Dr. Padma (back left), Kim Gutschow (back right), and the chowkidar or night watchman at Leh Hospital.


Picture this. The Sonam Norbu Hospital in Leh, Ladakh is one of only two hospitals that serve an area the size of Norway. This area is only home to 250,000 people, making it one of the least populated regions in India, with one of the lowest fertility rates in the nation.

Why so few people? Did I mention the forbidding desert landscape at 12,000 feet above sea level--- some of the lowest precipitation in India? Or the fact that many crops don't or can't grow that high or in such a dry climate? So why all this talk about altitude?

Imagine a hospital where electricity is imminent at times and the back-up generator takes 10 minutes to kick in, depending on how cold it is and whether they guy who is supposed to start it feels like getting out of bed in the middle of the night. Imagine doing a cesarean section by flashlight, as I have heard done in Leh.

Imagine having to beg the anesthesiologist repeatedly to come in just one more night, one more time, for one more emergency obstetric complication, and he is twice your age, and is better friends with your parents than you in a very small town.

Imagine a delivery room where the heating is spotty, the mother lies down on a cold rubber surface that was scrubbed by ice cold water that may or may not have been hauled there in a bucket when the pipes freeze.

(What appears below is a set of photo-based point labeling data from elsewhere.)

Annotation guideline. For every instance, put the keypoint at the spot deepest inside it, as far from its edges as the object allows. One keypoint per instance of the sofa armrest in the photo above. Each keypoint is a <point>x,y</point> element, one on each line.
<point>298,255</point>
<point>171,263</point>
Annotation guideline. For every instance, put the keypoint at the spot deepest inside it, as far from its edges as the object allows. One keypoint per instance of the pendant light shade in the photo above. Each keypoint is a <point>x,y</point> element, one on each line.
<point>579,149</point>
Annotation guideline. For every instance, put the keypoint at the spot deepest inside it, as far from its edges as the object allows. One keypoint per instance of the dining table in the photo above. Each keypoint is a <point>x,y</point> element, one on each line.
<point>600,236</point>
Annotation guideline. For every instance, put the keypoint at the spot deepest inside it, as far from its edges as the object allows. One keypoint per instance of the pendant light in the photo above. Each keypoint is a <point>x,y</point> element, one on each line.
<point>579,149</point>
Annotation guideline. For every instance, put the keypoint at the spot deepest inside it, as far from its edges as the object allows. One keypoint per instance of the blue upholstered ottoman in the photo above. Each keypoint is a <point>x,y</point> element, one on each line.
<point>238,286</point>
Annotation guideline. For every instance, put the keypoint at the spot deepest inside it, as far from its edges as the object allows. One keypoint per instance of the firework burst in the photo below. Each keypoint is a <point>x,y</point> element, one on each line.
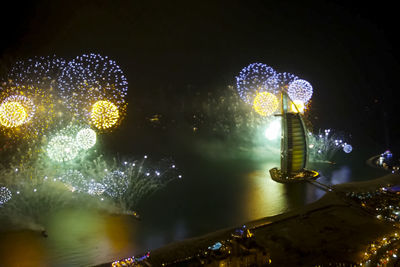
<point>89,79</point>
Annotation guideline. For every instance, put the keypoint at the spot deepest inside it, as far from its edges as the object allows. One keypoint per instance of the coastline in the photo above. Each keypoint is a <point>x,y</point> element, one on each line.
<point>339,228</point>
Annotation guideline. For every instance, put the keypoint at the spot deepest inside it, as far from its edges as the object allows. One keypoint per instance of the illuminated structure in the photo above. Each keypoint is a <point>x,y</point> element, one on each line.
<point>294,147</point>
<point>300,90</point>
<point>104,115</point>
<point>297,106</point>
<point>265,104</point>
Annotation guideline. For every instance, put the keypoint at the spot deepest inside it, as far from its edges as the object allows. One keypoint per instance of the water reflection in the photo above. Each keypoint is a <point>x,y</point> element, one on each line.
<point>214,195</point>
<point>22,248</point>
<point>264,196</point>
<point>97,237</point>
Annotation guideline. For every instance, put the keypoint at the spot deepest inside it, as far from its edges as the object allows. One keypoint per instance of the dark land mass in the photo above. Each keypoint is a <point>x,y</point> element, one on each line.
<point>337,229</point>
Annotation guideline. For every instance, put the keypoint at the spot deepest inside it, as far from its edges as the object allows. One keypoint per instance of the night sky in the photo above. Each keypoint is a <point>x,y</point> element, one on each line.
<point>346,51</point>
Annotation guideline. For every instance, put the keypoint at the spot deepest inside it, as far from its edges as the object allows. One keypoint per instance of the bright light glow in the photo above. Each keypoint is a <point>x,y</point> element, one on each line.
<point>265,104</point>
<point>104,114</point>
<point>89,78</point>
<point>12,114</point>
<point>62,148</point>
<point>5,195</point>
<point>273,130</point>
<point>347,148</point>
<point>86,138</point>
<point>16,110</point>
<point>280,81</point>
<point>297,106</point>
<point>251,79</point>
<point>300,90</point>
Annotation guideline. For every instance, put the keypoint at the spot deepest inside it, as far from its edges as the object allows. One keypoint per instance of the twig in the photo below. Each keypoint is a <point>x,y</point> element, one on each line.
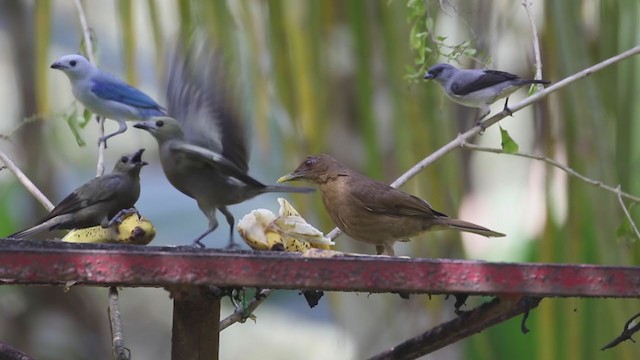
<point>469,323</point>
<point>457,142</point>
<point>536,43</point>
<point>556,164</point>
<point>88,44</point>
<point>24,180</point>
<point>120,352</point>
<point>626,333</point>
<point>9,353</point>
<point>626,212</point>
<point>240,315</point>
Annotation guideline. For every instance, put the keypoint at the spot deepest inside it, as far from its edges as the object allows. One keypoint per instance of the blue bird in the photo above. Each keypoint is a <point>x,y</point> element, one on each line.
<point>105,95</point>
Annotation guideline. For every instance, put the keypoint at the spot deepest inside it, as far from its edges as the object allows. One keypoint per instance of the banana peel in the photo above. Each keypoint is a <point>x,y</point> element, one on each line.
<point>134,229</point>
<point>290,232</point>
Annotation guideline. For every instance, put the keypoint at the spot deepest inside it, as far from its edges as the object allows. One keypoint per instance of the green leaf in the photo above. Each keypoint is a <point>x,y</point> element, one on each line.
<point>86,116</point>
<point>508,145</point>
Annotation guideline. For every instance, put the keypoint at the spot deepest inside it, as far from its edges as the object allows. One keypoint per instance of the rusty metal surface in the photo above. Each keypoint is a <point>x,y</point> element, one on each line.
<point>48,262</point>
<point>195,333</point>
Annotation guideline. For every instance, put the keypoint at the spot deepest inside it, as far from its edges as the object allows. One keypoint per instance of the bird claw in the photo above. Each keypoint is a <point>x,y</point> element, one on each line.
<point>197,244</point>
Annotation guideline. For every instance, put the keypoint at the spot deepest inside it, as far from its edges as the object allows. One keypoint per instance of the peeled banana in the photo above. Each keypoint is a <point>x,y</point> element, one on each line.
<point>134,230</point>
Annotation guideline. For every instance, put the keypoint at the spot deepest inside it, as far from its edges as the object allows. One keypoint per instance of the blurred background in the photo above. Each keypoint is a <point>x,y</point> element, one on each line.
<point>341,77</point>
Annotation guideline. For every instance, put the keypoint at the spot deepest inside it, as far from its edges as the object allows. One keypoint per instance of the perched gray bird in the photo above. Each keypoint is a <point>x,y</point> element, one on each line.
<point>101,201</point>
<point>105,95</point>
<point>477,88</point>
<point>203,149</point>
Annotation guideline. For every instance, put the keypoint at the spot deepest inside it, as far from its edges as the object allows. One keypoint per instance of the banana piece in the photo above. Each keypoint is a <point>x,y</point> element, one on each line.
<point>262,230</point>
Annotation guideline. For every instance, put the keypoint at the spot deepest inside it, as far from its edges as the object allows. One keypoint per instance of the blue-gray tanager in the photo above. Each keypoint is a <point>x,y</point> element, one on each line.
<point>203,149</point>
<point>101,201</point>
<point>105,95</point>
<point>477,88</point>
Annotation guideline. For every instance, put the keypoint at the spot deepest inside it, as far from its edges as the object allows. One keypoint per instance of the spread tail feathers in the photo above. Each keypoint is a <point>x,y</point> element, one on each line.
<point>544,82</point>
<point>469,227</point>
<point>45,226</point>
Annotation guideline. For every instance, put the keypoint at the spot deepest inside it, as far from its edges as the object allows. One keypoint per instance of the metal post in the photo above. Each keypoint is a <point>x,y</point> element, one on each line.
<point>196,323</point>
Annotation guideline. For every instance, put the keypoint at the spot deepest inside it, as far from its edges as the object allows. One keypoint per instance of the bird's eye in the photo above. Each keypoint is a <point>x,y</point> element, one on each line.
<point>309,163</point>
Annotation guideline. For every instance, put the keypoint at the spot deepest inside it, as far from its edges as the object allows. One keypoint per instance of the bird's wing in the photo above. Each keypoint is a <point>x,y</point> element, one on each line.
<point>97,190</point>
<point>475,80</point>
<point>108,88</point>
<point>380,198</point>
<point>215,160</point>
<point>200,98</point>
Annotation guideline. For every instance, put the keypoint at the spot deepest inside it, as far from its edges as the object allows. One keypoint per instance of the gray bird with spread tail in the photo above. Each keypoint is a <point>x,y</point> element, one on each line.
<point>371,211</point>
<point>477,88</point>
<point>101,201</point>
<point>203,150</point>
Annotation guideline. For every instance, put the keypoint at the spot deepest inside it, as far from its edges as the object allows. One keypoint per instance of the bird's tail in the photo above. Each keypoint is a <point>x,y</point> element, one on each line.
<point>284,188</point>
<point>462,225</point>
<point>534,81</point>
<point>32,230</point>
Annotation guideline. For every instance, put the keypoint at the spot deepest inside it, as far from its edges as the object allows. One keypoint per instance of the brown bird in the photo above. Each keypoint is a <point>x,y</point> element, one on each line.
<point>372,211</point>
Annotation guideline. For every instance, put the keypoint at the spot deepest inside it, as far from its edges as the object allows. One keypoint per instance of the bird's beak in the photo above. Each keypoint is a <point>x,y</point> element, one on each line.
<point>142,125</point>
<point>137,158</point>
<point>57,65</point>
<point>290,177</point>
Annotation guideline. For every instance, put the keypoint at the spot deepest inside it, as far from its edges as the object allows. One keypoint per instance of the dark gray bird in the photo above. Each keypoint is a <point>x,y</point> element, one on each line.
<point>101,201</point>
<point>203,149</point>
<point>477,88</point>
<point>372,211</point>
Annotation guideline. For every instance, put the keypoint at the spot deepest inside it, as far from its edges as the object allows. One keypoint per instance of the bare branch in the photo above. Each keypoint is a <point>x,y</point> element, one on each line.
<point>556,164</point>
<point>536,43</point>
<point>626,333</point>
<point>86,33</point>
<point>240,315</point>
<point>626,212</point>
<point>120,352</point>
<point>24,180</point>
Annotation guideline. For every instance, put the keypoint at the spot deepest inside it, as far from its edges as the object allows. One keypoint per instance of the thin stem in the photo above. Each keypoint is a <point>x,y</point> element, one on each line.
<point>241,315</point>
<point>120,352</point>
<point>556,164</point>
<point>24,180</point>
<point>536,42</point>
<point>626,212</point>
<point>88,44</point>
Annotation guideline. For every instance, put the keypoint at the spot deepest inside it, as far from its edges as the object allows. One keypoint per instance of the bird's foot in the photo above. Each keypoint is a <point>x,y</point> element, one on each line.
<point>506,107</point>
<point>121,215</point>
<point>103,140</point>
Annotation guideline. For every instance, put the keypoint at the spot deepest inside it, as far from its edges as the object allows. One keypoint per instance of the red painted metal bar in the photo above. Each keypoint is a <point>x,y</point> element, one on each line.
<point>48,262</point>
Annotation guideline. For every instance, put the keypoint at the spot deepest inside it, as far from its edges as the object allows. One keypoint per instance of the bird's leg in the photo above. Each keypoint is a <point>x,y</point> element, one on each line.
<point>121,215</point>
<point>122,128</point>
<point>506,107</point>
<point>230,221</point>
<point>483,113</point>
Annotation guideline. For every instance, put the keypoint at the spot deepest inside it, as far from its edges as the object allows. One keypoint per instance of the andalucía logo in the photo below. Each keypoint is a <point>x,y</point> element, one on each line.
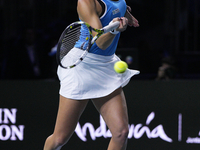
<point>135,131</point>
<point>8,128</point>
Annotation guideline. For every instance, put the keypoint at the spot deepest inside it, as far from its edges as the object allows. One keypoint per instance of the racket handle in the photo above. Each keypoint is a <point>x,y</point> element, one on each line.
<point>111,26</point>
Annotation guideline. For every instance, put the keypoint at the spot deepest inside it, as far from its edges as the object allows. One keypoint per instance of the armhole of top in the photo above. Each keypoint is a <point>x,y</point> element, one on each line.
<point>103,8</point>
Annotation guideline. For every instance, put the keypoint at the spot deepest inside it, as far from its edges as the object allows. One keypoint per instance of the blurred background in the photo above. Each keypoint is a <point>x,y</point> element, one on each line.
<point>165,46</point>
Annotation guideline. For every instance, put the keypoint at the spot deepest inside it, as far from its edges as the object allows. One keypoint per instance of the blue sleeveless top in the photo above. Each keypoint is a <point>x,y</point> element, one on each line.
<point>113,9</point>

And now imagine Dr. Padma, doing her morning rounds, after she has walked the 100 yards from her tiny one bedroom apartment that is in the staff quarters next to the hospital. Always cheerful, always professional, even in the coldest weather, or in the worst mood. She is happy to discuss each patients' progress, give the nurses their instructions one more time, clarify the meds that should and should not be administered, order another ultrasound, and then discuss the latest literature on corticosteroids with me.

She graduated from one of Delhi's most prestigious medical colleges and then left a fellowship at one of New Delhi's finest public hospitals---Safdarjung--- three years ago to return home, to Ladakh, to work at Leh's government hospital. She has never accepted payment under the table for her services as many do in India's public hospitals where the salaries are almost as poor as the infrastructure.

And tomorrow she goes back down to Delhi for another shorter fellowship. Let's hope she returns.

We need more doctors like her in Ladakh. And everywhere in rural India for that matter.